La malattia di Alzheimer, a oggi, è la forma più comune di demenza, raggiungendo quasi il 70% del totale. Seguono la demenza vascolare (17%), quella con i corpi di Lewy (10%) e quella del lobo frontale (5%). Ciò che non fa parte di queste percentuali, rientra nella macrocategoria delle demenze “meno comuni”.
Alcuni esempi? La degenerazione cortico-basale e la corea di Huntington. La sintomatologia di quasi tutte queste malattie più rare è simile a quella dell’Alzheimer: ciò che cambia è, solitamente, la causa scatenante e la gravità. Esiste, tuttavia, una demenza scoperta di recente che imita l’Alzheimer in ogni sua forma. Le differenze sono davvero poche, tanto che fino ad ora non era stata individuata e riconosciuta come vera e propria forma di demenza.
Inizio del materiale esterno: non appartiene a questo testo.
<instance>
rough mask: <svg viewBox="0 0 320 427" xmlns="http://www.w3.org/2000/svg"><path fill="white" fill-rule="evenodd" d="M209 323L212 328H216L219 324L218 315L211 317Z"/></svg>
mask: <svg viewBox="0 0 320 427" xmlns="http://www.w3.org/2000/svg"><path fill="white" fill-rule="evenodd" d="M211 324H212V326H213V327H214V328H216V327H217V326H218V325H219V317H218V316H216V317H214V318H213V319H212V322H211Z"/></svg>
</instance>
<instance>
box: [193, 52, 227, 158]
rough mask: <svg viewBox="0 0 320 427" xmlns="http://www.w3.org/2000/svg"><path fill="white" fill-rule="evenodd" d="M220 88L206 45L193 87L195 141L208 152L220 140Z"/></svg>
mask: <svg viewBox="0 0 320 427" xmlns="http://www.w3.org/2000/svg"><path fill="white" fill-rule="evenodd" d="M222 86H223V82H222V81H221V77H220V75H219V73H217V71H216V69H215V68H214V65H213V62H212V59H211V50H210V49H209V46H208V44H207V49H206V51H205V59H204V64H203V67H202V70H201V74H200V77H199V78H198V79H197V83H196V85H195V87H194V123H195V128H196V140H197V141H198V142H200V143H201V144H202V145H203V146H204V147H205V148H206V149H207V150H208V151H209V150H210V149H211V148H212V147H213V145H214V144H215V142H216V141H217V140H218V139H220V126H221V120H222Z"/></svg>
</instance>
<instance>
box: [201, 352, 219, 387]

Si chiama encefalopatia TDP-43 ed è stata scoperta da un team di ricerca internazionale coordinato dall’Università del Kentucky. Lo studio è stato, poi, pubblicato sulla rivista Brain.
LA NUOVA SCOPERTA
L’encefalopatia TDP-43 è correlata al sistema limbico che agisce nell’integrazione dell’olfatto e della memoria a breve termine. Non è, infatti, un caso che sia definita anche LATE – Limbic-predominant Age-related Encephalopathy. La causa principale, esattamente come per l’Alzheimer, è l’accumulo neurotossico di proteine. La differenza è che, nel caso dell’Alzheimer, questo accumulo è legato alle proteine amiloide e tau; nella LATE alla TDP-43. Quest’ultima, è una forma anomala della TDP, fondamentale per le cellule e implicata nel metabolismo del RNA.
Lo studio ha anche evidenziato come circa il 25% degli anziani con più di 80 anni presentino la proteina TDP-43. La sua presenza nel cervello risulta, poi, classificabile in 3 stadi: il primo quando la proteina si trova solo nell’amigdala, il secondo quando si diffonde anche nell’ippocampo e il terzo nel giro frontale mediale. In concomitanza all’avanzamento dello stadio, vi è l’aggravamento della malattia.
Ma quali sono i sintomi della LATE? Sono i medesimi dell’Alzheimer: perdita di memoria, disorientamento, sbalzi d’umore, confusione, fino ad arrivare alla privazione dell’autonomia. Individuare questa encefalopatia, però, risulta a oggi quasi impossibile sui pazienti ancora in vita. La ricerca sui biomarcatori nel sangue, in grado di individuarla, sta accelerando ma ancora non è alla portata di tutti.
Non resta, quindi, che cercare di alleviare i sintomi con tecniche di riabilitazione cognitiva e cicli di farmaci per aumentare i neurotrasmettitori nel cervello, esattamente come per l’Alzheimer.